The workflows developed in the framework of this project are based on pipeline-v5
of the MGnify resource.
This branch is a child of the
pipeline_5.1
branch that contains all CWL descriptions of the MGnify pipeline version 5.1.
The following comes from the initial repo and describes how to get the databases required.
This repository contains all CWL descriptions of the MGnify pipeline version 5.0.
For a thorough read-the-docs, click here.
We kindly recommend use the MGnify resource for data processing.

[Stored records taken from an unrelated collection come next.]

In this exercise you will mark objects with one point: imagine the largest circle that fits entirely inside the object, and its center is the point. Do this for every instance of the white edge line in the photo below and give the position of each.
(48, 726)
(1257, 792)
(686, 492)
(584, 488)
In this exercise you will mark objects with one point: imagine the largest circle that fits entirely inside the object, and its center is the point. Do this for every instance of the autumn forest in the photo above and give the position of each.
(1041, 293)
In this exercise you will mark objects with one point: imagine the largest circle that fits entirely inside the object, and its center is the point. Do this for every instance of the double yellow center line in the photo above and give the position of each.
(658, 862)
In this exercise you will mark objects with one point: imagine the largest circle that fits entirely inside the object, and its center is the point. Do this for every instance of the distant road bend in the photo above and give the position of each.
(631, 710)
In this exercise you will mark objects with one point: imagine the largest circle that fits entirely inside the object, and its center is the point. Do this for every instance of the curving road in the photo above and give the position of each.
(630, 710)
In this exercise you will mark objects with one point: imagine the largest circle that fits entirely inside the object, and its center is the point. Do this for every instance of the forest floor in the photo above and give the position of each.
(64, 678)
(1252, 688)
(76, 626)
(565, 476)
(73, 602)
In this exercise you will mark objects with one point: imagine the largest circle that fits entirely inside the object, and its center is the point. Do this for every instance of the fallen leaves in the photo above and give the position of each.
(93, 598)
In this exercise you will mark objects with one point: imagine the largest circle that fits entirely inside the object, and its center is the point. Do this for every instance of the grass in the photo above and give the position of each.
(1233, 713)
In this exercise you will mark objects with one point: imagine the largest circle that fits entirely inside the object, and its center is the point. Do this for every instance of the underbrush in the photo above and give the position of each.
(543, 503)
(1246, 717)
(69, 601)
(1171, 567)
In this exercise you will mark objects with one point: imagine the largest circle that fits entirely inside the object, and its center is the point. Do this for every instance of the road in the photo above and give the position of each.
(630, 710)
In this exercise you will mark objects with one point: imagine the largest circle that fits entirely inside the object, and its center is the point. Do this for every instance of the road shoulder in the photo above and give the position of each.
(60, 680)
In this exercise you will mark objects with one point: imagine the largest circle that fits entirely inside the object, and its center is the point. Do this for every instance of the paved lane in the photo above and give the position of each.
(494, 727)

If you want to run pipeline locally, we recommend you use our pre-build docker containers.
-
python3 [v 3.6+]
-
docker [v 19.+] or singularity
-
cwltool [v 3.+] or toil [v 4.2+]
-
hdd for databases ~133G
All the tools are containerized.
Unfortunately, antiSMASH and InterProScan containers are very big. We provide two options:
-
Pre-install these tools. The instructions on how to setup the environment are here.
-
Use containers. First of all you need to uncomment hints in InterProScan-v5.cwl and antismash_v4.cwl. Pre-pull containers from https://hub.docker.com/u/microbiomeinformatics
docker pull microbiomeinformatics/pipeline-v5.interproscan:v5.36-75.0
docker pull microbiomeinformatics/pipeline-v5.antismash:v4.2.0
git clone https://github.com/EBI-Metagenomics/pipeline-v5.git
cd pipeline-v5
You can download databases for the EOSC-Life GOs workflow by running the
download_dbs.sh
script.
If you have one or more already in your system, then create a symbolic link pointing
at the ref-dbs
folder.
-
activate the conda env
-
edit the
gos_wf.yml
file to set the parameter values of your choice -
In case you are working in a HPC with Singularity, enable Singularity
-
run
./run_wf.sh -n false -n osd-short -d short-test-case -f test_input/wgs-paired-SRR1620013_1.fastq.gz -r test_input/wgs-paired-SRR1620013_2.fastq.gz
In case you are using Docker, it is strongly recommended to avoid installing it through
snap
RuntimeError
: slurm currently does not support shared caching, because it does not support cleaning up a worker after the last job finishes.
Set the --disableCaching
flag if you want to use this batch system.